Picture 15 – Hand held 1/500 sec | f/8 | 269 mm | ISO 200
Take your time
Modern cameras are so good that you really just compose your shot and fire away, and most of the time it is tack sharp and in focus. In more technically challenging situations we are used to taking our time with shots but outside in the sun I caught myself taking one picture and expecting it to be perfect. With this lens you cannot do that, you have to pay attention to all your settings and check your pictures post every shot.

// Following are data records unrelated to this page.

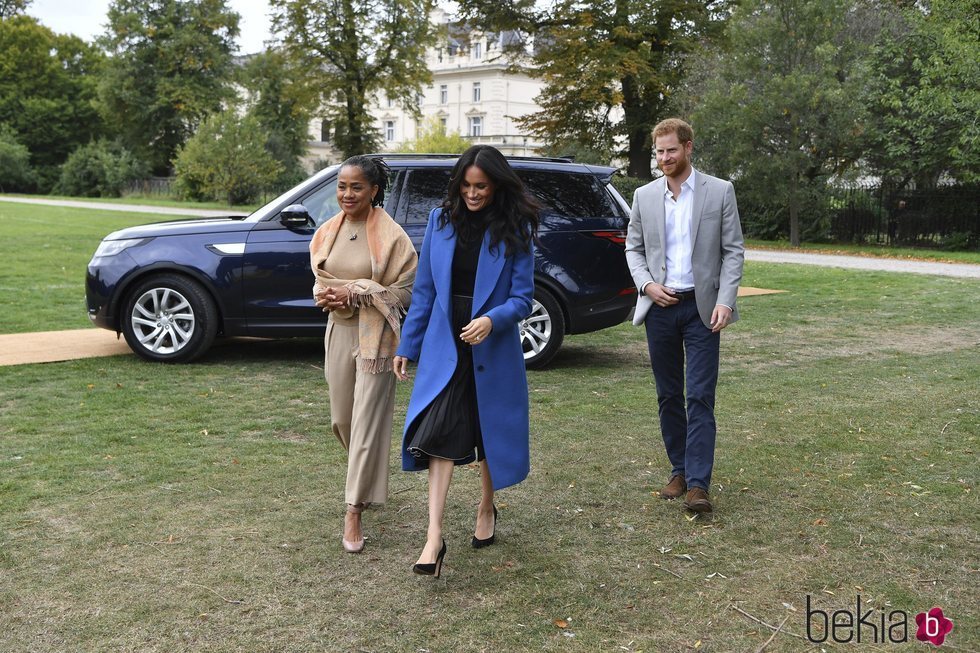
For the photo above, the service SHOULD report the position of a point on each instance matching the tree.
(923, 94)
(281, 97)
(358, 49)
(15, 162)
(10, 8)
(170, 67)
(47, 86)
(226, 159)
(610, 67)
(433, 139)
(99, 169)
(779, 110)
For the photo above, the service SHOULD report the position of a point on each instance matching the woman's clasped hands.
(332, 299)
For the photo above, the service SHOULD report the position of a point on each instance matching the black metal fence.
(152, 186)
(947, 217)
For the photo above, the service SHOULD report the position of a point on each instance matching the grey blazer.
(718, 248)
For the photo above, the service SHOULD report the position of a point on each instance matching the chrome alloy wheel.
(535, 330)
(163, 320)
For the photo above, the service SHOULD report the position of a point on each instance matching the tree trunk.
(640, 154)
(794, 210)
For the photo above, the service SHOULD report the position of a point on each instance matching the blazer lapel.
(443, 248)
(488, 270)
(698, 208)
(659, 216)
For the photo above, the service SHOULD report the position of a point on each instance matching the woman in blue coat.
(474, 285)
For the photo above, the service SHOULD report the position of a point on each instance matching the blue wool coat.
(503, 291)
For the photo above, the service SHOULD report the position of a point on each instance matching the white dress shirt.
(678, 249)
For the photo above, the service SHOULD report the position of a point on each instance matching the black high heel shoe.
(432, 568)
(478, 543)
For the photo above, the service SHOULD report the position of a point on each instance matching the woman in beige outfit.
(364, 264)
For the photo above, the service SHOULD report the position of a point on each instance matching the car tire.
(542, 331)
(169, 318)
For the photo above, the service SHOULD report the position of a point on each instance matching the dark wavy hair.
(376, 171)
(513, 213)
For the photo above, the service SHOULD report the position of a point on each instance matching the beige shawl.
(384, 298)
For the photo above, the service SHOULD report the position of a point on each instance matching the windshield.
(276, 204)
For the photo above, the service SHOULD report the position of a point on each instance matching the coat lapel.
(488, 270)
(444, 246)
(659, 216)
(698, 207)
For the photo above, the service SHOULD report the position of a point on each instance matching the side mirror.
(295, 216)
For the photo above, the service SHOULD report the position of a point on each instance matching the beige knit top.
(349, 259)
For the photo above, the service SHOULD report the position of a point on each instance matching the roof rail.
(407, 155)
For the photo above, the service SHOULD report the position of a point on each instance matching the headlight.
(113, 247)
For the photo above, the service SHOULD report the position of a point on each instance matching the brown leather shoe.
(675, 488)
(697, 500)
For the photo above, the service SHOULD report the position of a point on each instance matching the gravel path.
(967, 270)
(131, 208)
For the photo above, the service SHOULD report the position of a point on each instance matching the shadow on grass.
(576, 357)
(228, 351)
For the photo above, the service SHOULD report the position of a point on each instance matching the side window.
(569, 195)
(322, 203)
(423, 191)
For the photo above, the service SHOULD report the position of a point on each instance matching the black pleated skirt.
(449, 427)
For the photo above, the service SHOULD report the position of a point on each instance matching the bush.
(100, 169)
(226, 160)
(16, 173)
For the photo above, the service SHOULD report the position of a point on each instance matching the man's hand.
(720, 318)
(661, 295)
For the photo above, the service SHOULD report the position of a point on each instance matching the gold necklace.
(353, 226)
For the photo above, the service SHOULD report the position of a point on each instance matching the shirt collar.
(688, 183)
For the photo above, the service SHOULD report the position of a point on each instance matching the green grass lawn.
(916, 253)
(147, 507)
(151, 200)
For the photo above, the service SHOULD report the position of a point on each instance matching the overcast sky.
(86, 18)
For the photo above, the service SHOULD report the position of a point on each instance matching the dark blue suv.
(171, 287)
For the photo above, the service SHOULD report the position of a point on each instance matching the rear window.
(569, 195)
(424, 189)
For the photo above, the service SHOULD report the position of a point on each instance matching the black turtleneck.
(469, 238)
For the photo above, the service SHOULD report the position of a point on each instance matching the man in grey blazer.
(685, 251)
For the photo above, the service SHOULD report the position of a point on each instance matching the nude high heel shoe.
(357, 545)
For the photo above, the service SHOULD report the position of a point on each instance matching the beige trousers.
(361, 408)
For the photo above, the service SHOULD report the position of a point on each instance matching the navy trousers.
(688, 428)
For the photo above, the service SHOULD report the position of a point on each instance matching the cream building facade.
(472, 93)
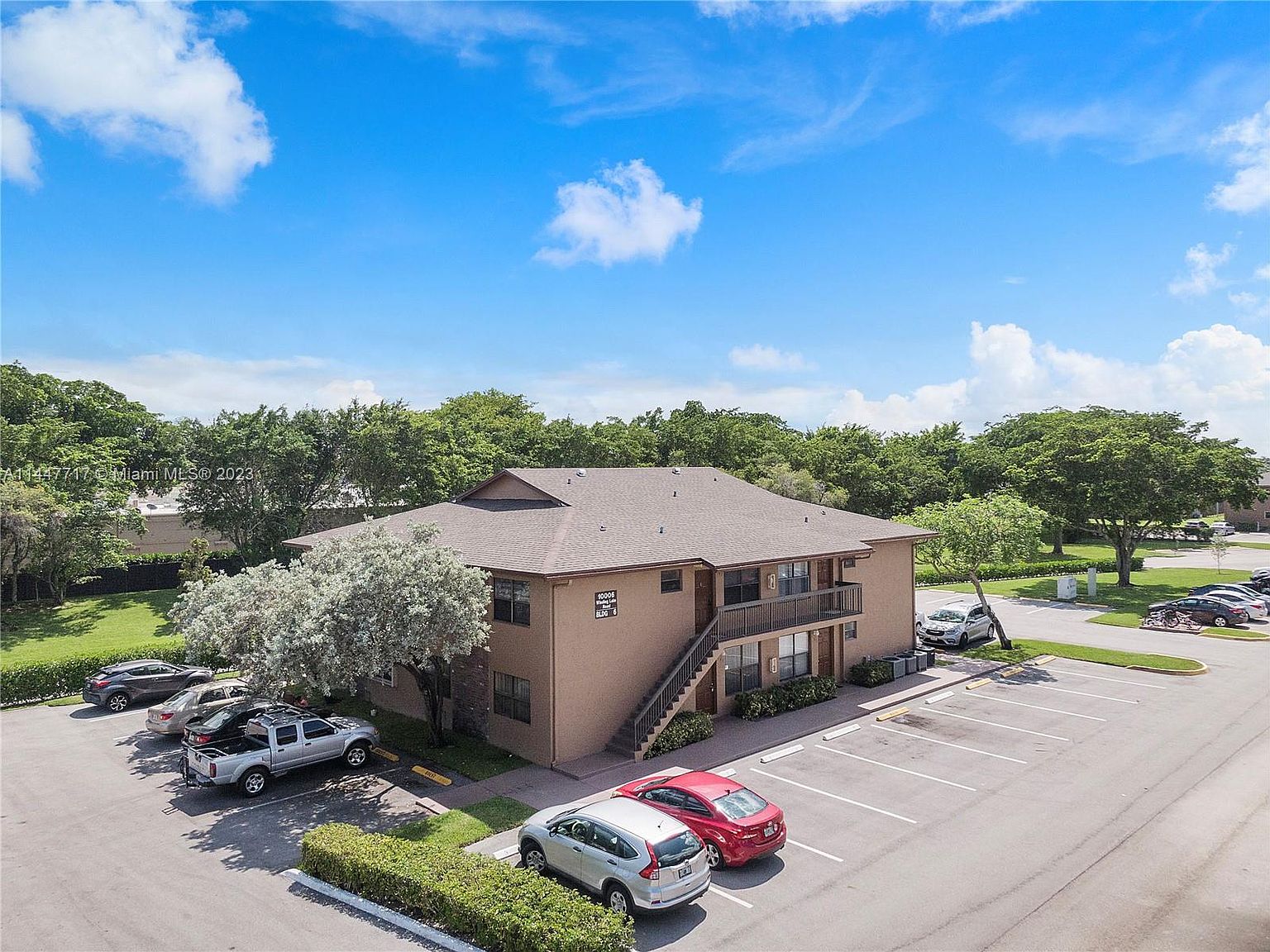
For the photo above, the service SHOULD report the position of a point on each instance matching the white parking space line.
(728, 895)
(1035, 707)
(993, 724)
(833, 796)
(1100, 677)
(813, 850)
(949, 744)
(892, 767)
(1082, 693)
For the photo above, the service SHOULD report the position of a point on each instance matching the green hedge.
(780, 698)
(24, 683)
(497, 907)
(685, 727)
(870, 674)
(1025, 570)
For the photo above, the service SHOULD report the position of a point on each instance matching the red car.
(734, 823)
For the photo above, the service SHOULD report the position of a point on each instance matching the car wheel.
(357, 755)
(714, 856)
(532, 857)
(253, 782)
(618, 899)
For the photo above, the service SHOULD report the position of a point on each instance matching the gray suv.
(637, 859)
(117, 686)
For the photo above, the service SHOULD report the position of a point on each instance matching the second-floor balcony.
(803, 611)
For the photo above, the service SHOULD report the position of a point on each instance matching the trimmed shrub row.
(1026, 570)
(685, 727)
(476, 897)
(26, 683)
(870, 674)
(780, 698)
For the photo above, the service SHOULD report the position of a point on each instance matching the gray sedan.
(194, 703)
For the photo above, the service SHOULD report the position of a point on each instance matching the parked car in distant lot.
(1206, 611)
(734, 823)
(637, 859)
(117, 686)
(275, 744)
(957, 623)
(193, 703)
(229, 721)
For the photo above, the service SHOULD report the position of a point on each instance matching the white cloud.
(182, 383)
(139, 76)
(623, 216)
(1220, 374)
(459, 27)
(1250, 142)
(952, 14)
(760, 357)
(18, 159)
(1201, 270)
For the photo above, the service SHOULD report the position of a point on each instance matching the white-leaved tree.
(976, 532)
(348, 608)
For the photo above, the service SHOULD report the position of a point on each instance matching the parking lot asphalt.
(102, 847)
(1070, 807)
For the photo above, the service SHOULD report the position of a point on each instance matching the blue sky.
(888, 213)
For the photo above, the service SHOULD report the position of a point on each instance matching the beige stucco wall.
(525, 651)
(604, 665)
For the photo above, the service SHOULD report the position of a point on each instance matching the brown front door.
(706, 691)
(824, 574)
(824, 639)
(704, 591)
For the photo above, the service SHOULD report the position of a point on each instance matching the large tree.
(1125, 474)
(347, 610)
(976, 531)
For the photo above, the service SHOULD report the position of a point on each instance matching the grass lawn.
(94, 625)
(471, 757)
(1128, 606)
(461, 828)
(1026, 649)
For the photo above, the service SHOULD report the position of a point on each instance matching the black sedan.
(1206, 611)
(117, 686)
(229, 721)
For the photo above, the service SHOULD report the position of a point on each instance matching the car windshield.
(741, 804)
(675, 850)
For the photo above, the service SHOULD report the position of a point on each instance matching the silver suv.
(637, 859)
(957, 623)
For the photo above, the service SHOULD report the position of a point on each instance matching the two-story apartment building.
(623, 596)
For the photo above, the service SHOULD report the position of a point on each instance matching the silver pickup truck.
(274, 744)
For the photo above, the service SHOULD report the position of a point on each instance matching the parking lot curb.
(377, 912)
(1201, 669)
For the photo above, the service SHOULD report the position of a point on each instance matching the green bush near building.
(779, 698)
(685, 727)
(476, 897)
(870, 674)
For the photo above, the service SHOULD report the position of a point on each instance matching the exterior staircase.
(665, 698)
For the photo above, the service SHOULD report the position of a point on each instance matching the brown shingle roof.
(620, 518)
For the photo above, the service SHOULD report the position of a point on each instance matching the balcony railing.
(807, 610)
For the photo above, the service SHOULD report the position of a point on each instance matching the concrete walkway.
(542, 788)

I found that many times my pictures were not as sharp as they could be and I would recompose them to get better ones.
Picture 16 – Tripod 1/200 sec | f/5,6 | 300 mm | ISO 200
I edit all my shots in Lightroom and I did try taking a few of them into DXO Optics Pro 10 to check if I could eke any more detail out of the pictures. I found that DXO Optics Pro 10 does work better than Lightroom when using this lens but the improvement was, in my view, so minimal that it did not justify the increase in workflow. I am still trying to decide if I can justify the price of DXO Optics because if I question the extra time I definitely cannot justify the capital outlay. I am still new to the program so maybe I have not got it all figured out.
Picture 17 – Hand held 1/400 sec | f/13 | 258 mm | ISO 200 – No idea why I chose f/13 here…
Overall I love this lens, it is far from perfect but the reach and the quality that you do get is fantastic. Given unlimited funds I would go with the Olympus 300mm prime or the Panasonic Leica 100-400mm but for the more frugal amongst us the cheaper 100-300mm is a great performer. At the end of the day if you can afford a lens and the pictures you take with it make you smile then it is a great lens, and for me this lens is certainly that!
On a final note, not all these pictures are mine, my girlfriend and I share the camera so if I am driving she is shooting and vice versa. My favourite picture of the Rhino and Bee-eaters was taken by her unfortunately.